EditMissingValues

Modifies pointers to arrays associated with the method of supporting missing values in a dataset.

Syntax

Fortran:

status = vslssseditmissingvalues(task, nparams, params, init_estimates_n, init_estimates, prior_n, prior, simul_missing_vals_n, simul_missing_vals, estimates_n, estimates)

status = vsldsseditmissingvalues(task, nparams, params, init_estimates_n, init_estimates, prior_n, prior, simul_missing_vals_n, simul_missing_vals, estimates_n, estimates)

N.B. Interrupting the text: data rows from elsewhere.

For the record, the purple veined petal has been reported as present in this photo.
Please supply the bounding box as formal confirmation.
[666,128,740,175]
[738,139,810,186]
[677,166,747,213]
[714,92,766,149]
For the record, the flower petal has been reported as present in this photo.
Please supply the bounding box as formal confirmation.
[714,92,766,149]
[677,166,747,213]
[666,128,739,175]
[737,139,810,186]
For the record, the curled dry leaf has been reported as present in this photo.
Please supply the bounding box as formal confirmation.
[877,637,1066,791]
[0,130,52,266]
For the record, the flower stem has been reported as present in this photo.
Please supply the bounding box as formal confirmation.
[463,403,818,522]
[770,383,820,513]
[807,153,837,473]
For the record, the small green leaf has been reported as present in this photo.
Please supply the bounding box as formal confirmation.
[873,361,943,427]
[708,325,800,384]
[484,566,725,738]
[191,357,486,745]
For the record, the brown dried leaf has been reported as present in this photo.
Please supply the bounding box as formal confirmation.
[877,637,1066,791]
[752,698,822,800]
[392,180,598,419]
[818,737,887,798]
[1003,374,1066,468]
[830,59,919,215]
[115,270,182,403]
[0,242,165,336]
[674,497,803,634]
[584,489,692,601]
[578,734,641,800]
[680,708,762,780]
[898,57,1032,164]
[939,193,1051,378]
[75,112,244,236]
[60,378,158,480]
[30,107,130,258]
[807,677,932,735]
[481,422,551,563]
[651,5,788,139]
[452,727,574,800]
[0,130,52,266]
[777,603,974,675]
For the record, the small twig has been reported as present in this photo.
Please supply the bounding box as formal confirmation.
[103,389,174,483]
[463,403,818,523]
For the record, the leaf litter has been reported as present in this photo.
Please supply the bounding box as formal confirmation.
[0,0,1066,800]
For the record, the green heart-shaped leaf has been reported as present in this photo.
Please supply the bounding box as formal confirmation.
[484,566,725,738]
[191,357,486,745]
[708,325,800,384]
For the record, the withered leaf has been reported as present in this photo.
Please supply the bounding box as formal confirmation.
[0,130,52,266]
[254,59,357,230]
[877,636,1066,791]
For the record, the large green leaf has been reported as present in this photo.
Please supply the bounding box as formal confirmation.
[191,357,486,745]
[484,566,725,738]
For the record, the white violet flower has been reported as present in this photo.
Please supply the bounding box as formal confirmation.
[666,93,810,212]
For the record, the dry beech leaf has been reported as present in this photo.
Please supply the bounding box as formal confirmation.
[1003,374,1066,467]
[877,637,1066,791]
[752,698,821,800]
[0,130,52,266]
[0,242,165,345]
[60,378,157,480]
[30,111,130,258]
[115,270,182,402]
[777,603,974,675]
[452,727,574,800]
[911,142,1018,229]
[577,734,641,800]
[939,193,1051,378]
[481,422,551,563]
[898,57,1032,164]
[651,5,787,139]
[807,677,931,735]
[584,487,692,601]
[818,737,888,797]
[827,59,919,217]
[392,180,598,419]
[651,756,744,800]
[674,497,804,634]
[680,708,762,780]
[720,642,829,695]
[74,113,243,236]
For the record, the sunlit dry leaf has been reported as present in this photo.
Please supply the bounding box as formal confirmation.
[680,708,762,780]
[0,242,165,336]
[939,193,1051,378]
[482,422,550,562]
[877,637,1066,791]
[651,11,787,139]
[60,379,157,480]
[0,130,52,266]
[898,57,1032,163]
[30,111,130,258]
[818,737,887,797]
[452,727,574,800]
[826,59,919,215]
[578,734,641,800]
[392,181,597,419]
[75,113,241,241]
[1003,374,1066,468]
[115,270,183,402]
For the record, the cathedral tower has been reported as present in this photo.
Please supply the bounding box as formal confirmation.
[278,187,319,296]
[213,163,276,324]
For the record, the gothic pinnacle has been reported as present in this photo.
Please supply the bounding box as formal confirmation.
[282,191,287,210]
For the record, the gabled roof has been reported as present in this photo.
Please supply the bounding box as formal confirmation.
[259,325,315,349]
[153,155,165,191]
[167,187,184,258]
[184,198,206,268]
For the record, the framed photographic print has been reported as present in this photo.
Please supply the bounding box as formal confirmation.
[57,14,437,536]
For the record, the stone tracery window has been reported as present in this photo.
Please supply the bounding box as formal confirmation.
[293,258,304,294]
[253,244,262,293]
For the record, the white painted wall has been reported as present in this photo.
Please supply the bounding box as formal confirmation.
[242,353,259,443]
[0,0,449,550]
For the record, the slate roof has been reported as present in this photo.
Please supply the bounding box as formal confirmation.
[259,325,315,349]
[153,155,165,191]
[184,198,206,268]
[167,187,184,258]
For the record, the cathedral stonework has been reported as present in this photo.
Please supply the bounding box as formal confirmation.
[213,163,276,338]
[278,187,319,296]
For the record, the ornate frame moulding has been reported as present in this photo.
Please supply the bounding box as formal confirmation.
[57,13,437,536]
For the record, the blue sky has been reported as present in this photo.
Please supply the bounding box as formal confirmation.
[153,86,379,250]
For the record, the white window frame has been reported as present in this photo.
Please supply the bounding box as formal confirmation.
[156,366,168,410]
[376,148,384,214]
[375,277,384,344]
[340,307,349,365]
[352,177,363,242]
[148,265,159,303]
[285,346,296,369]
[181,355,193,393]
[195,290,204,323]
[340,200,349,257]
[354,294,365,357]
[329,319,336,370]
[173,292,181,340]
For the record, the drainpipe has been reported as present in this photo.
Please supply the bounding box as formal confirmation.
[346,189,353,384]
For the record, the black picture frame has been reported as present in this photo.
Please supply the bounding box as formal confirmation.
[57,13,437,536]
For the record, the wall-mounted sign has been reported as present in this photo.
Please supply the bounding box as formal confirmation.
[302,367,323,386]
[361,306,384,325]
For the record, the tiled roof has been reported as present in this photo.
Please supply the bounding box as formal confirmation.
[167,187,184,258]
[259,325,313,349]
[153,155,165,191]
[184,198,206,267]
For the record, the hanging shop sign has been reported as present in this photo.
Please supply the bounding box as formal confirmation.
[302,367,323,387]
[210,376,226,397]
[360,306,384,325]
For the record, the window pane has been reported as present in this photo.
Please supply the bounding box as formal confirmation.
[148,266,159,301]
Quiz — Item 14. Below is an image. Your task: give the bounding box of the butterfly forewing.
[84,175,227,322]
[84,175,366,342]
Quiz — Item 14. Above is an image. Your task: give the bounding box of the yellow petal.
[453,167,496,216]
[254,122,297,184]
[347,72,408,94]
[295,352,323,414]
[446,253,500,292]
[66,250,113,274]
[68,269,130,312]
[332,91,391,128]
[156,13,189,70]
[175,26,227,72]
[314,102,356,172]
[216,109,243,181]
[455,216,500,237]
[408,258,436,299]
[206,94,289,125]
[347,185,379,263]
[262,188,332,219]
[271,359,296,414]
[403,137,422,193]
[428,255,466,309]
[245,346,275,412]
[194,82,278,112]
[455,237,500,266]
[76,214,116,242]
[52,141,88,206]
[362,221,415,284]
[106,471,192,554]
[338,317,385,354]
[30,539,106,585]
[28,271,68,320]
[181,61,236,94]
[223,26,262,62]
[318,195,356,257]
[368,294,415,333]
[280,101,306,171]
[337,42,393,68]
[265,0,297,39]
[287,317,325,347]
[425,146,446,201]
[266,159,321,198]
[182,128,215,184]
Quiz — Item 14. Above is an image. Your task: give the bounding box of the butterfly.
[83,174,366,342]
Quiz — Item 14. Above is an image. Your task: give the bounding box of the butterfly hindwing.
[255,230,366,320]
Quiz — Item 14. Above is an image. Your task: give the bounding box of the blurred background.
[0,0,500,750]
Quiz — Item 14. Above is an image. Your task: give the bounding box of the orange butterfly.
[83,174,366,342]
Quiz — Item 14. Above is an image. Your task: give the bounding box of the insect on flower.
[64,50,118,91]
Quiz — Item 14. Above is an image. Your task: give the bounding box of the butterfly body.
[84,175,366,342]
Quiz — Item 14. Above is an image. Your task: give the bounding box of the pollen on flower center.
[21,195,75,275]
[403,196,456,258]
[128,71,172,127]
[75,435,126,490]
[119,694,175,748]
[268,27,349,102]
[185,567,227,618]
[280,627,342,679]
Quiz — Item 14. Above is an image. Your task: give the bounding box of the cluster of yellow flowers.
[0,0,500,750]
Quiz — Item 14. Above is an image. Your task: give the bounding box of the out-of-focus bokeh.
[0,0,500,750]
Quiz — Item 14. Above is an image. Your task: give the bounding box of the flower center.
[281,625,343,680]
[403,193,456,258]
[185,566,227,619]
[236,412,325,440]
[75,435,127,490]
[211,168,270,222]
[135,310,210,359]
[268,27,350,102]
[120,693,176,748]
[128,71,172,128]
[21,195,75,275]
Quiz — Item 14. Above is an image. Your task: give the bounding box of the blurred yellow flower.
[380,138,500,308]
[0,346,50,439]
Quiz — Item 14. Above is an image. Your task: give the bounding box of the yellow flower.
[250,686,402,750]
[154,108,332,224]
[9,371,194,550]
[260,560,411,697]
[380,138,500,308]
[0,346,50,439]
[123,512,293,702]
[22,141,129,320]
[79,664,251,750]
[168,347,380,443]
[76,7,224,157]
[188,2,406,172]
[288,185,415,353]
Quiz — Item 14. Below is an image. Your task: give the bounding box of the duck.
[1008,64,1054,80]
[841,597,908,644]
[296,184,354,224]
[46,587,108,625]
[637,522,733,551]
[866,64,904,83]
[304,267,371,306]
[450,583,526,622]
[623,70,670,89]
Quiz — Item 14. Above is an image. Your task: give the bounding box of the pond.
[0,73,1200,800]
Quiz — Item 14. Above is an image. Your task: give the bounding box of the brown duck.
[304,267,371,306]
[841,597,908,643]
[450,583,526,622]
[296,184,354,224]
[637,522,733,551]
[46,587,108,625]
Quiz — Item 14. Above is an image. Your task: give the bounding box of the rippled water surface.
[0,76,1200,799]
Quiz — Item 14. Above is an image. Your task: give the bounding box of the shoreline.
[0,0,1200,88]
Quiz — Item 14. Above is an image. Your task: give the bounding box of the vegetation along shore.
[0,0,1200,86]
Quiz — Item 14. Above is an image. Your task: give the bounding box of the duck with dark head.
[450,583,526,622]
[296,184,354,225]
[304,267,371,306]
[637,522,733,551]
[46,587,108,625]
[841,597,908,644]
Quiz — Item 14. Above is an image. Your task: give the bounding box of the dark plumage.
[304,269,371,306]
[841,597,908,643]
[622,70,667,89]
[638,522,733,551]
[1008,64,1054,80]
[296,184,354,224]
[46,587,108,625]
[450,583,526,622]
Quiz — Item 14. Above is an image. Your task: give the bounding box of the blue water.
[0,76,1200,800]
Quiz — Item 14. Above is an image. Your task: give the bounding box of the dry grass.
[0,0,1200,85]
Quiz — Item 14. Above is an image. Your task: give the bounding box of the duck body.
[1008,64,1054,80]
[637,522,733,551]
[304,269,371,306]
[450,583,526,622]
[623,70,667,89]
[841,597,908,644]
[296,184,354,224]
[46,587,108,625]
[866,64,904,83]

status = vslsSSEditMissingValues(task, nparams, params, init_estimates_n, init_estimates, prior_n, prior, simul_missing_vals_n, simul_missing_vals, estimates_n, estimates);

status = vsldSSEditMissingValues(task, nparams, params, init_estimates_n, init_estimates, prior_n, prior, simul_missing_vals_n, simul_missing_vals, estimates_n, estimates);

Include Files

The Fortran 90 interfaces are specified in the mkl_vsl.f90 include file, and the C interfaces are specified in the mkl_vsl_functions.h include file.

Input Parameters

Name	Type	Description
task	Fortran: TYPE(VSL_SS_TASK) C: VSLSSTaskPtr	Descriptor of the task
nparams	Fortran: INTEGER C: MKL_INT*	Pointer to the number of method parameters
params	Fortran: REAL(KIND=4) DIMENSION() for vslssseditmissingvalues REAL(KIND=8) DIMENSION() for vsldsseditmissingvalues C: float* for vslsSSEditMissingValues double* for vsldSSEditMissingValues	Pointer to the array of method parameters
init_estimates_n	Fortran: INTEGER C: MKL_INT*	Pointer to the number of initial estimates for mean and a variance-covariance matrix
init_estimates	Fortran: REAL(KIND=4) DIMENSION() for vslssseditmissingvalues REAL(KIND=8) DIMENSION() for vsldsseditmissingvalues C: float* for vslsSSEditMissingValues double* for vsldSSEditMissingValues	Pointer to the array that holds initial estimates for mean and a variance-covariance matrix
prior_n	Fortran: INTEGER C: MKL_INT*	Pointer to the number of prior parameters
prior	Fortran: REAL(KIND=4) DIMENSION() for vslssseditmissingvalues REAL(KIND=8) DIMENSION() for vsldsseditmissingvalues C: float* for vslsSSEditMissingValues double* for vsldSSEditMissingValues	Pointer to the array of prior parameters
simul_missing_vals_n	Fortran: INTEGER C: MKL_INT*	Pointer to the size of the array that holds output of the Multiple Imputation method
simul_missing_vals	Fortran: REAL(KIND=4) DIMENSION() for vslssseditmissingvalues REAL(KIND=8) DIMENSION() for vsldsseditmissingvalues C: float* for vslsSSEditMissingValues double* for vsldSSEditMissingValues	Pointer to the array of size `k*m`, where `k` is the total number of missing values, and `m` is number of copies of missing values. The array holds `m` sets of simulated missing values for the matrix of observations.
estimates_n	Fortran: INTEGER C: MKL_INT*	Pointer to the number of estimates to be returned by the routine
estimates	Fortran: REAL(KIND=4) DIMENSION() for vslssseditmissingvalues REAL(KIND=8) DIMENSION() for vsldsseditmissingvalues C: float* for vslsSSEditMissingValues double* for vsldSSEditMissingValues	Pointer to the array that holds estimates of the mean and a variance-covariance matrix.

Output Parameters

Name	Type	Description
status	Fortran: INTEGER C: int	Current status of the task

Name

Type

Description

status

Fortran: INTEGER

C: int

Current status of the task

Description

The EditMissingValues routine uses values passed as parameters of the routine to replace pointers to the number and the array of the method parameters, pointers to the number and the array of initial mean/variance-covariance estimates, the pointer to the number and the array of prior parameters, pointers to the number and the array of simulated missing values, and pointers to the number and the array of the intermediate mean/covariance estimates. If an input parameter is NULL, the corresponding parameter in the task descriptor remains unchanged.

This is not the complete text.